A GE Hitachi Nuclear-backed team successfully tested a modular steel-concrete composite wall system that could significantly reduce the time and expense of building containment structures for nuclear power plants, according to the U.S. Department of Energy. The method, called Diaphragm Plate Steel Composite (DPSC), uses prefabricated steel plates filled with concrete and is designed to simplify and speed up on-site assembly.
Proven Strength in Stress Tests
The small-scale demonstration, conducted at Purdue University’s Bowen Laboratory, simulated real-world stresses such as earthquakes. According to the statement released by DOE, Idaho National Laboratory program manager Luke Voss indicated the DPSC system “exceeded our expectations.”
“We are very excited and enthusiastic about the use of this construction technology to help save time and money in the deployment of new nuclear reactors,” Voss said.
The research is part of a broader initiative by the DOE to lower nuclear construction costs by up to 10%. Alongside other advanced construction technologies, the DPSC approach aims to address one of the biggest obstacles to building new reactors: high upfront costs and lengthy timelines.
Unlike traditional methods, which often require months of on-site labor-intensive work, the DPSC system relies on modular construction. Steel panels are built off-site with internal connectors and circular holes for concrete to flow through. These panels can be transported to the reactor site and assembled while groundwork is still underway. Once installed, the hollow steel walls are filled with concrete to form the final structure.
Advantages of Modular Design for Nuclear Reactors
“The successful design, fabrication and testing of DPSC modules demonstrates the potential of this advanced fabrication and construction technology to lead to cost savings and improved project schedules in the deployment of small modular reactors,” said Sean Sexstone, Executive Vice President, Advanced Nuclear, GE Hitachi.
The design offers flexibility beyond construction speed, the DOE pointed out. The panels can be tailored with different materials on either side of the wall to address corrosion concerns, especially important in nuclear environments. Modules can also be welded together horizontally or stacked vertically to suit varying project needs, and the uniform design enables more efficient inspections.
What’s Next: Licensing and Deployment in Ontario
This type of modular construction is already familiar to the broader building industry but has yet to gain a strong foothold in nuclear projects, where rigorous safety standards and complex engineering requirements often demand custom solutions.
Data collected from the Purdue tests will be submitted to support the licensing of the DPSC system for full-scale use in containment buildings.

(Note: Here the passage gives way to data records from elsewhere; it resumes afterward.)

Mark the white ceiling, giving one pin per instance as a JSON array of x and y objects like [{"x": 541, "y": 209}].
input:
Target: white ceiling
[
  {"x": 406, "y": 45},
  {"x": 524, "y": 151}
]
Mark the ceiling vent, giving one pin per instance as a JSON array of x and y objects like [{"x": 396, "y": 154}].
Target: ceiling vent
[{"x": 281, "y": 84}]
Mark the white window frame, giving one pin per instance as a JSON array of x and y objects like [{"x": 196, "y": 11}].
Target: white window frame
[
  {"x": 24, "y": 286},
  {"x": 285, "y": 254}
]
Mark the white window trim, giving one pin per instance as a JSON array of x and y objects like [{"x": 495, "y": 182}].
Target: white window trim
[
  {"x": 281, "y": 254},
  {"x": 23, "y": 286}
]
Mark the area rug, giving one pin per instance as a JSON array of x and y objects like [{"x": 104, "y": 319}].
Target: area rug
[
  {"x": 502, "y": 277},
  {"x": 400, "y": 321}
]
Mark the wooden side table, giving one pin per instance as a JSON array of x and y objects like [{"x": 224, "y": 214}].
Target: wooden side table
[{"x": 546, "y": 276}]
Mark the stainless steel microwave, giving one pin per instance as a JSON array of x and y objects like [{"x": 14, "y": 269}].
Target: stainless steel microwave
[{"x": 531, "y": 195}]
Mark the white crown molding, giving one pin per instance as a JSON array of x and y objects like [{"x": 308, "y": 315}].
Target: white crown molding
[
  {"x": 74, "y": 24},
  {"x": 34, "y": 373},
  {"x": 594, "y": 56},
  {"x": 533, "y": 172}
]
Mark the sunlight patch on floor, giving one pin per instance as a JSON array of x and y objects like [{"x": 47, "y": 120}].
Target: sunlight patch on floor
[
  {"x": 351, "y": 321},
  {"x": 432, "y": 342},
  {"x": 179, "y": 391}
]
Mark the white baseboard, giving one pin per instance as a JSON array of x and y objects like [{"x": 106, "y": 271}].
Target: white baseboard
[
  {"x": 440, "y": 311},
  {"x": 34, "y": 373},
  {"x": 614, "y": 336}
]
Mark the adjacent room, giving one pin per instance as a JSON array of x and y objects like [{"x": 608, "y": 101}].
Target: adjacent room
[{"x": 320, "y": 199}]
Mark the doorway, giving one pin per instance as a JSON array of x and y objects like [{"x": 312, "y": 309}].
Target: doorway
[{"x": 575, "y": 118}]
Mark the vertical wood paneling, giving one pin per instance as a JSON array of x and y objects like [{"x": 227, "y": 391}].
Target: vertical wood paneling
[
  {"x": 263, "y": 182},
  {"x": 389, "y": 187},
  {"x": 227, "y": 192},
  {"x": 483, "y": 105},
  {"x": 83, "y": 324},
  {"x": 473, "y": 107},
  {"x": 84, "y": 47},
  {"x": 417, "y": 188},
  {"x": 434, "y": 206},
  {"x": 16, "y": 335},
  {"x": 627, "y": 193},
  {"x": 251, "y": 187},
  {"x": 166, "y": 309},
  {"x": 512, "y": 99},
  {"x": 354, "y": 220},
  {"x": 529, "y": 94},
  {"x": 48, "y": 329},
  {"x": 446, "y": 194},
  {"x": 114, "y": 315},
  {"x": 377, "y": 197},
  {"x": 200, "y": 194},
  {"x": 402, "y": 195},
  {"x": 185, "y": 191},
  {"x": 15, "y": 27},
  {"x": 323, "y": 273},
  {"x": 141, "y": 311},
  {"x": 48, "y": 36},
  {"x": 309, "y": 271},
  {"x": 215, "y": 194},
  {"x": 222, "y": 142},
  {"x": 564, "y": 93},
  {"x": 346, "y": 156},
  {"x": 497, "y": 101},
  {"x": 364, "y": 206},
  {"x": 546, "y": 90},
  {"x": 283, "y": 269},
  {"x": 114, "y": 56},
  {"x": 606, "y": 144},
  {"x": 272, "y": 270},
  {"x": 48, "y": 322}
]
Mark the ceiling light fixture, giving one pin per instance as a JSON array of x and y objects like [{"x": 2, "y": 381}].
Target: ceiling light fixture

GE Hitachi has proposed a demonstration project to build a portion of a reactor containment wall using the DPSC approach. If approved, the demonstration will also use digital twin and nondestructive testing technologies to track the structure’s integrity in real-time.
GE Hitachi plans to implement the DPSC method in its upcoming BWXR-300 small modular reactors, the first four of which are scheduled for construction in Ontario, Canada. These smaller reactors are part of a new wave of nuclear development aimed at delivering cleaner energy more efficiently and at lower cost.